Education, culture, and artistic practice
Cultural learning programs, the work of the Bauhaus Agents, and other inclusive, intergenerational formats combine art, research, and everyday practice. The Bauhaus Agents operate in schools, public spaces, and training or workplace contexts, strengthening competencies in environmental awareness and creative self-efficacy, particularly among children, adolescents, and other politically underrepresented groups. At the RZZ, Transfer Residencies provide artistic and design-based approaches to sustainability. Artists and designers live and work in Zeitz for three months, developing new perspectives on on-site processes and presenting their results publicly.
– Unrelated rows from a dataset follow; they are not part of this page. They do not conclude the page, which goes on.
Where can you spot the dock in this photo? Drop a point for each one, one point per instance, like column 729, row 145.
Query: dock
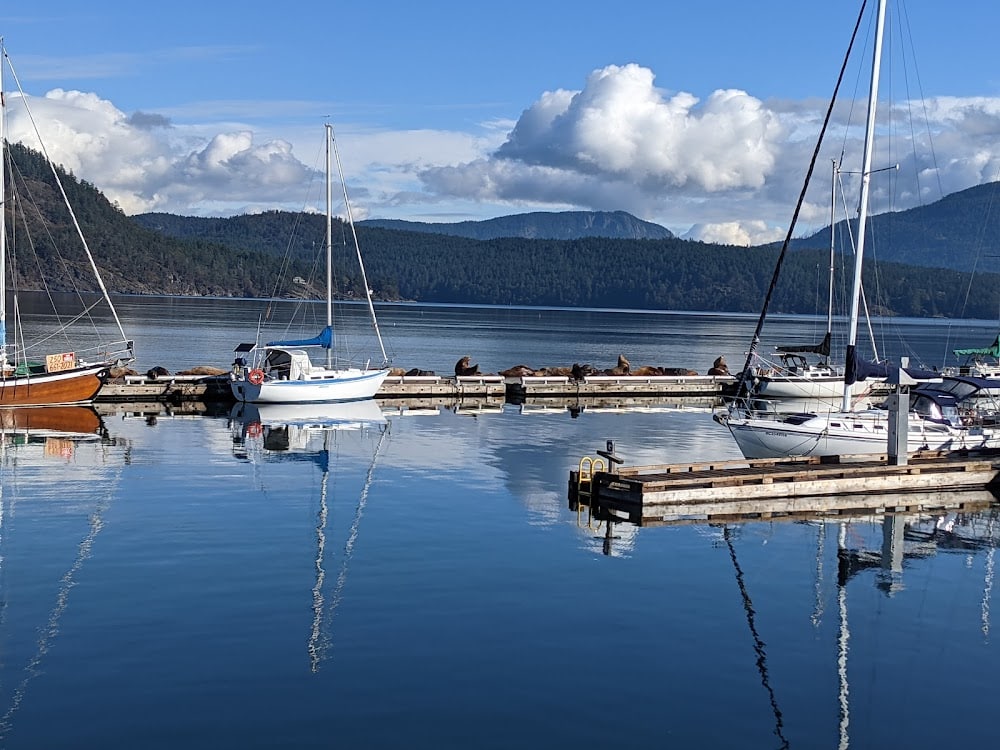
column 775, row 488
column 540, row 387
column 594, row 390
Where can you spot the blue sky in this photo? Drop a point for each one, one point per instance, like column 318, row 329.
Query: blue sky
column 698, row 116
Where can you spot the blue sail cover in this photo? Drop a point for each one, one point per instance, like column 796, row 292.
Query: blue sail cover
column 992, row 350
column 856, row 369
column 324, row 339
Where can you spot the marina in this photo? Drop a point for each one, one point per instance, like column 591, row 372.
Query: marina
column 767, row 489
column 298, row 588
column 177, row 388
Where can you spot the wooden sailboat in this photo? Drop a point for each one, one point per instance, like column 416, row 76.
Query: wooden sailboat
column 29, row 377
column 283, row 371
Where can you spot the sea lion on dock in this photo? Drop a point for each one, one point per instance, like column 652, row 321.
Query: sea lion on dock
column 204, row 370
column 622, row 368
column 518, row 371
column 462, row 367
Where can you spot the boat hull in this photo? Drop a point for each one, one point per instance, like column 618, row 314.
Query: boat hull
column 74, row 386
column 345, row 385
column 841, row 435
column 57, row 420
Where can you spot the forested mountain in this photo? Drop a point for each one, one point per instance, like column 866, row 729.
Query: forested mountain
column 539, row 225
column 247, row 255
column 959, row 231
column 46, row 250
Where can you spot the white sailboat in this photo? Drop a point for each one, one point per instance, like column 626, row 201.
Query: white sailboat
column 283, row 372
column 847, row 431
column 28, row 375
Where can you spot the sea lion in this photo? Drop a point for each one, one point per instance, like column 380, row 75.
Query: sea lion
column 517, row 371
column 719, row 367
column 462, row 367
column 203, row 370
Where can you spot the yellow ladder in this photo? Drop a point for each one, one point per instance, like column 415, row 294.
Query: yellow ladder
column 585, row 485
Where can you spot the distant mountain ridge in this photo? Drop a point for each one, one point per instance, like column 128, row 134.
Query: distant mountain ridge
column 539, row 225
column 275, row 254
column 957, row 232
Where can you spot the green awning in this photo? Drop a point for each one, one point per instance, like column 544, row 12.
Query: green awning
column 992, row 350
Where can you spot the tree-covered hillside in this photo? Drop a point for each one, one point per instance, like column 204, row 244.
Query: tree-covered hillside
column 280, row 253
column 957, row 232
column 46, row 249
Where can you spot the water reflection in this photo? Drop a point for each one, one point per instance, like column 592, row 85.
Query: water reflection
column 263, row 432
column 32, row 439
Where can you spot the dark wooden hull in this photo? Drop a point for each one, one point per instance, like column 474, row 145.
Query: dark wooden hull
column 81, row 420
column 74, row 386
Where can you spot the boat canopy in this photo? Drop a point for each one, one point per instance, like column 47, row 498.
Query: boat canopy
column 993, row 350
column 324, row 339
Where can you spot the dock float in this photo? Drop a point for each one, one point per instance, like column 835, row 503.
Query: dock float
column 592, row 390
column 774, row 488
column 534, row 387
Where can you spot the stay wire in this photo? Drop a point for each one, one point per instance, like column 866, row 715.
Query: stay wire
column 742, row 388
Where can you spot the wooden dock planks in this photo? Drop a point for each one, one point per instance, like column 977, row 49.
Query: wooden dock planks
column 773, row 487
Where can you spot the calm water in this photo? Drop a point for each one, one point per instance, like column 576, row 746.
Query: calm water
column 422, row 582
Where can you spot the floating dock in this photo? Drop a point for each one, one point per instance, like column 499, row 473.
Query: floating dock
column 540, row 387
column 772, row 488
column 536, row 389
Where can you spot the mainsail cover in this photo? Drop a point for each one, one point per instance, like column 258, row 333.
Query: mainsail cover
column 857, row 369
column 822, row 348
column 993, row 350
column 324, row 339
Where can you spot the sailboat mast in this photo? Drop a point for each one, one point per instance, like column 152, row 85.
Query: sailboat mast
column 357, row 249
column 833, row 224
column 866, row 165
column 3, row 217
column 329, row 226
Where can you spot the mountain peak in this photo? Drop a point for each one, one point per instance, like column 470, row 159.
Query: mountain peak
column 539, row 225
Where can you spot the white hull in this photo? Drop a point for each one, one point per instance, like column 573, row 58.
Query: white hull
column 332, row 386
column 840, row 433
column 344, row 414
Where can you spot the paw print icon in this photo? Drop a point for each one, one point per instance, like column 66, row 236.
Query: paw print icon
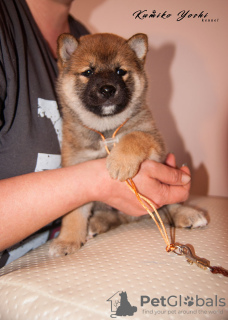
column 188, row 301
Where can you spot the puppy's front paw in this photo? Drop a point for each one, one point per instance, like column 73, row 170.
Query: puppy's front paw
column 60, row 247
column 122, row 167
column 188, row 217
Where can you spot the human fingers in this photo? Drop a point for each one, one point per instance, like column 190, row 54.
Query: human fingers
column 171, row 160
column 166, row 174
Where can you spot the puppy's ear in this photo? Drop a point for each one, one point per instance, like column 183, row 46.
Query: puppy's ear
column 139, row 44
column 66, row 46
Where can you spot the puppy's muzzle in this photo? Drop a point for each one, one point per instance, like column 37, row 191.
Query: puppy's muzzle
column 107, row 91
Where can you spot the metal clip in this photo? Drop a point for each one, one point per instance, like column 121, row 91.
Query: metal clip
column 109, row 142
column 191, row 257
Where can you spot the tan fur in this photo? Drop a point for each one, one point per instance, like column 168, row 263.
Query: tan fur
column 108, row 69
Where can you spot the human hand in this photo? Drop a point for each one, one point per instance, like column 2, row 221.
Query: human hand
column 161, row 183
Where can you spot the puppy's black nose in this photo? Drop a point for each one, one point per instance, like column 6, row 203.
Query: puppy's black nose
column 107, row 91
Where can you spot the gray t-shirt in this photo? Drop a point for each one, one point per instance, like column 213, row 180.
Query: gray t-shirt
column 30, row 121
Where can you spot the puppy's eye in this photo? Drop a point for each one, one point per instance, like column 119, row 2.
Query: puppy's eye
column 87, row 73
column 121, row 72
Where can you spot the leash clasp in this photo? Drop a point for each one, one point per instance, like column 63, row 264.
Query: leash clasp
column 191, row 257
column 109, row 142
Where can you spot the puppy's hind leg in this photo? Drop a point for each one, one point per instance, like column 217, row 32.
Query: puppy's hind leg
column 73, row 232
column 184, row 216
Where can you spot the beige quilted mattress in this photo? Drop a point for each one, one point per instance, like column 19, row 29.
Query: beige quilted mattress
column 125, row 270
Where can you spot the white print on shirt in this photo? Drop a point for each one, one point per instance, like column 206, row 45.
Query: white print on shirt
column 49, row 109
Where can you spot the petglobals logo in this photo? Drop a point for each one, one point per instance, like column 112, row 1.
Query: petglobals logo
column 179, row 301
column 182, row 305
column 120, row 306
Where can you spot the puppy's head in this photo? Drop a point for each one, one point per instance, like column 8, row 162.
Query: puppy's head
column 102, row 76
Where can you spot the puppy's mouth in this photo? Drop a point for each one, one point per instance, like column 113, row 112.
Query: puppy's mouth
column 106, row 98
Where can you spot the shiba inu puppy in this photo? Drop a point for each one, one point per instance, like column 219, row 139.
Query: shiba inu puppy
column 101, row 84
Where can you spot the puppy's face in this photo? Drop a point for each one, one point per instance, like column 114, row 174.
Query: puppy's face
column 101, row 75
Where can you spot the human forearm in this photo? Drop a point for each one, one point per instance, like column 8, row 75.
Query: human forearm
column 31, row 201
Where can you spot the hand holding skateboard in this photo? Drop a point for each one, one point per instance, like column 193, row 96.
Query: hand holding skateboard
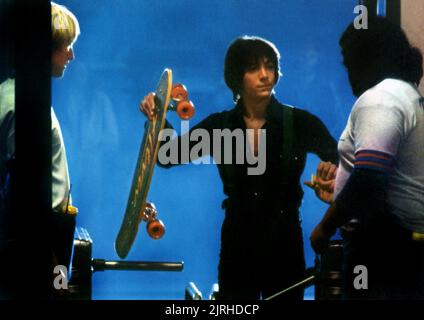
column 154, row 106
column 179, row 102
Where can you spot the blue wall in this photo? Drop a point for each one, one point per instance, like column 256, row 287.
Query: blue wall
column 123, row 48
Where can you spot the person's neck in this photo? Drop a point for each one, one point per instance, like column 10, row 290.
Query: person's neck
column 255, row 109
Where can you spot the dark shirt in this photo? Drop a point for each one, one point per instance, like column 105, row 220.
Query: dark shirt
column 248, row 193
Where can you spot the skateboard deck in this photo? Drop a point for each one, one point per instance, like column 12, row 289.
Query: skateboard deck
column 144, row 168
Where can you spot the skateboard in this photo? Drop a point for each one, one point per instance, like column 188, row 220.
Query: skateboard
column 167, row 97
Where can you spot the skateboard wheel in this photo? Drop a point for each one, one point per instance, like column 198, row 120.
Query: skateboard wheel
column 155, row 229
column 185, row 109
column 179, row 92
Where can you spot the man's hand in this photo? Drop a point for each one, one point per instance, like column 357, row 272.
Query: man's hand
column 147, row 106
column 323, row 182
column 320, row 238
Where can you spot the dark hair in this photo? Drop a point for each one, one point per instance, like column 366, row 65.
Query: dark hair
column 241, row 53
column 379, row 52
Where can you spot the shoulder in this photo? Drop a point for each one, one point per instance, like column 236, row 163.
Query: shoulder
column 391, row 97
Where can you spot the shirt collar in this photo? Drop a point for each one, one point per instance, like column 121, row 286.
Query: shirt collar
column 271, row 112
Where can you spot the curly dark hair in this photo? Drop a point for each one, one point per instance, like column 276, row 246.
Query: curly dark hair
column 379, row 52
column 241, row 53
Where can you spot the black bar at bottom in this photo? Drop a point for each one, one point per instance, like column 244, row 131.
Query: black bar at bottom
column 102, row 265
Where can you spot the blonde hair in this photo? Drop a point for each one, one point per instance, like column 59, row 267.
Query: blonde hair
column 65, row 26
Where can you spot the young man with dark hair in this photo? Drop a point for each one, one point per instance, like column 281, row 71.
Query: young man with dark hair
column 379, row 188
column 261, row 237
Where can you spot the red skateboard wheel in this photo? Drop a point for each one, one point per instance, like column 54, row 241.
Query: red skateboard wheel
column 179, row 92
column 155, row 229
column 185, row 109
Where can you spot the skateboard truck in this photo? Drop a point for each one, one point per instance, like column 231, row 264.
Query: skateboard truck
column 155, row 227
column 179, row 102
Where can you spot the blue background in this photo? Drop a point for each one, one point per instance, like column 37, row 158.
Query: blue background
column 123, row 48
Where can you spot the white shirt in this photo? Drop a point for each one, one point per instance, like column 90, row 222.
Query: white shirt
column 387, row 126
column 60, row 175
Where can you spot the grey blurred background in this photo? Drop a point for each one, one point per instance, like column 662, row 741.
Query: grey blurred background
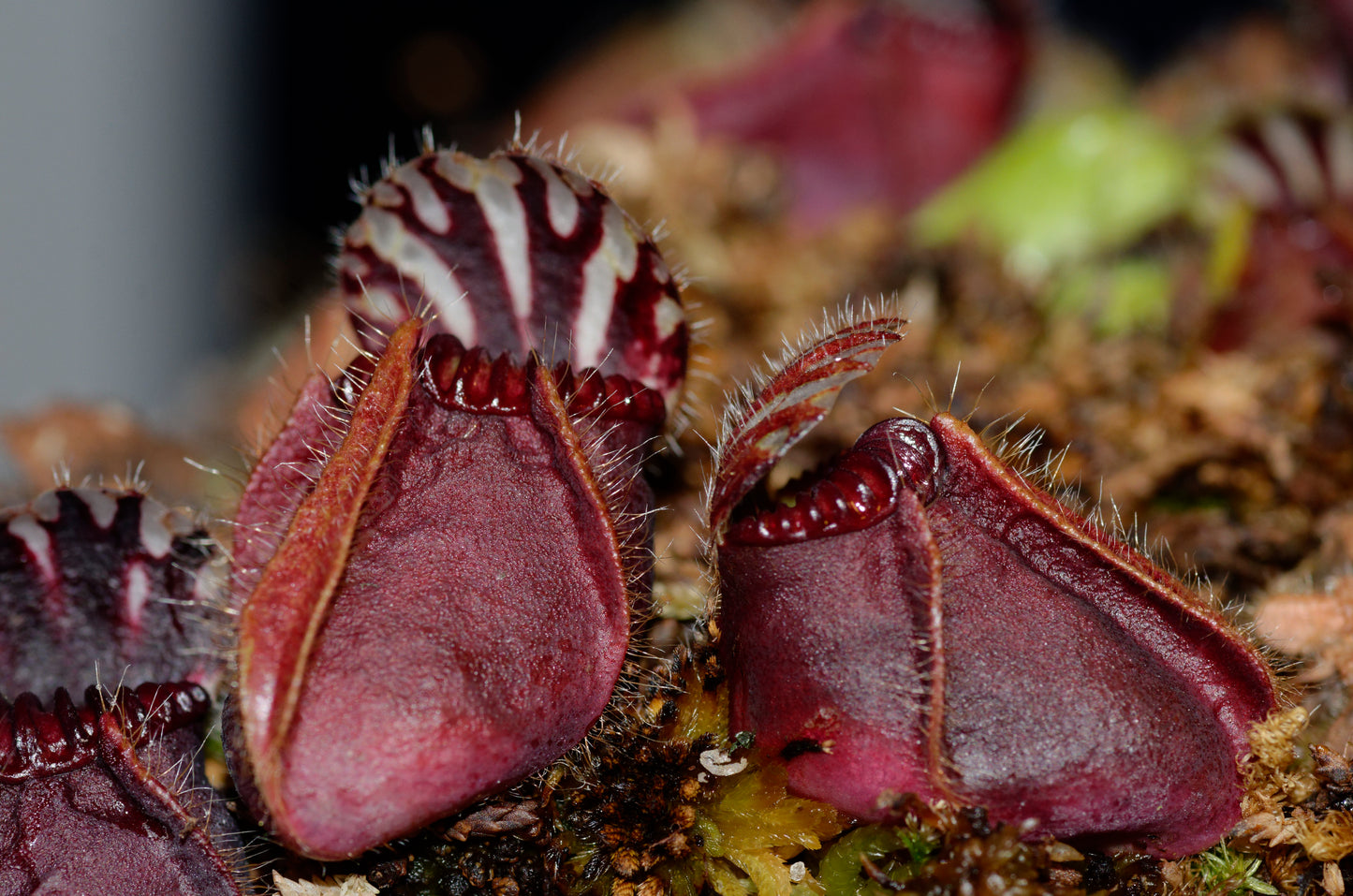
column 169, row 169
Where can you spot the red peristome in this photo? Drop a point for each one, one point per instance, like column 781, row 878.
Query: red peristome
column 102, row 583
column 984, row 643
column 461, row 604
column 514, row 254
column 789, row 404
column 109, row 798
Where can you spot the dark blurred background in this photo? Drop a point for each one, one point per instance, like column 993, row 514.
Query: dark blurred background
column 170, row 172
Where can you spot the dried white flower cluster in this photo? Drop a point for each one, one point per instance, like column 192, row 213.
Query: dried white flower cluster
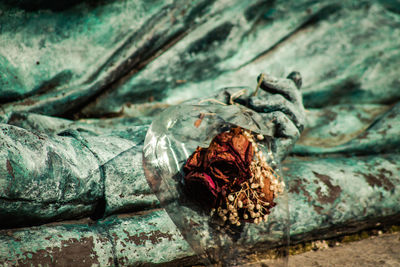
column 252, row 203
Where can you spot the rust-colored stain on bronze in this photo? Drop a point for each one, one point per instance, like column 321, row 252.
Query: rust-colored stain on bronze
column 380, row 180
column 333, row 190
column 199, row 120
column 298, row 184
column 71, row 252
column 155, row 237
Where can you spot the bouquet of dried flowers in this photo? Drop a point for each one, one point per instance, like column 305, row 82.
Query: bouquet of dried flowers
column 232, row 178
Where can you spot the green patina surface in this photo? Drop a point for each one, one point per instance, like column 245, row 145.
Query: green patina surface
column 127, row 60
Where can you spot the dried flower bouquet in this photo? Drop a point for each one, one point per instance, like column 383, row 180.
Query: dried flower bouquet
column 232, row 178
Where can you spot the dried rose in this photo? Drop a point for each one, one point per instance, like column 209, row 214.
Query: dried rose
column 209, row 170
column 229, row 156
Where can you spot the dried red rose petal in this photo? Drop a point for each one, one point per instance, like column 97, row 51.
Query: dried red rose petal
column 229, row 156
column 209, row 170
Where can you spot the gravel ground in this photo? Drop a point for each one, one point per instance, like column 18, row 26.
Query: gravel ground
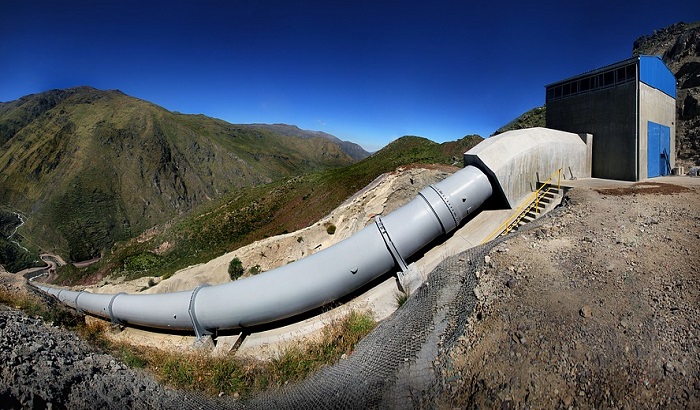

Lectures and workshops on sustainability and knowledge transfer are also held. The international Summer Camp will make cultural knowledge transfer visible, promote intergenerational learning, and strengthen future skills in Zeitz and the surrounding region.
Urban ecology, landscape, and neighbourhood development
The ecological potentials of the ZEKIWA site are systematically activated and embedded into a broader urban and landscape context. Biodiversity areas, climate-resilient open spaces, rainwater management, and solar open spaces are linked with energy and material cycle-based concepts. New open-space qualities emerge in the multicoded public space through prototypical partial measures. The insights gained are consolidated for resilient neighbourhood development, laying the foundations for vibrant urban structures and future-proof landscapes through visible interventions and experimental uses.
Research, documentation, and European knowledge transfer
Scientific accompanying research examines the resonance and impact of the project. To process and contextualize research results, a place for archiving structural transformation-related activities within the framework of the New European Bauhaus is being established in the ZEKIWA main building. The data and research results are prepared for the public in the form of exhibitions, lectures, and reports, making the implementation of the NEB’s core principles visible. European networks are being built and strengthened, promoting knowledge exchange and transfer between European coal and energy regions and spatial development practices. The objectives are aesthetically appealing and socially inclusive sustainability strategies and their transferability to other regions. International formats such as the Summer Camp, the Crowd Innovation Challenge, and other exchange formats link local experiences with global knowledge and enable reciprocal learning.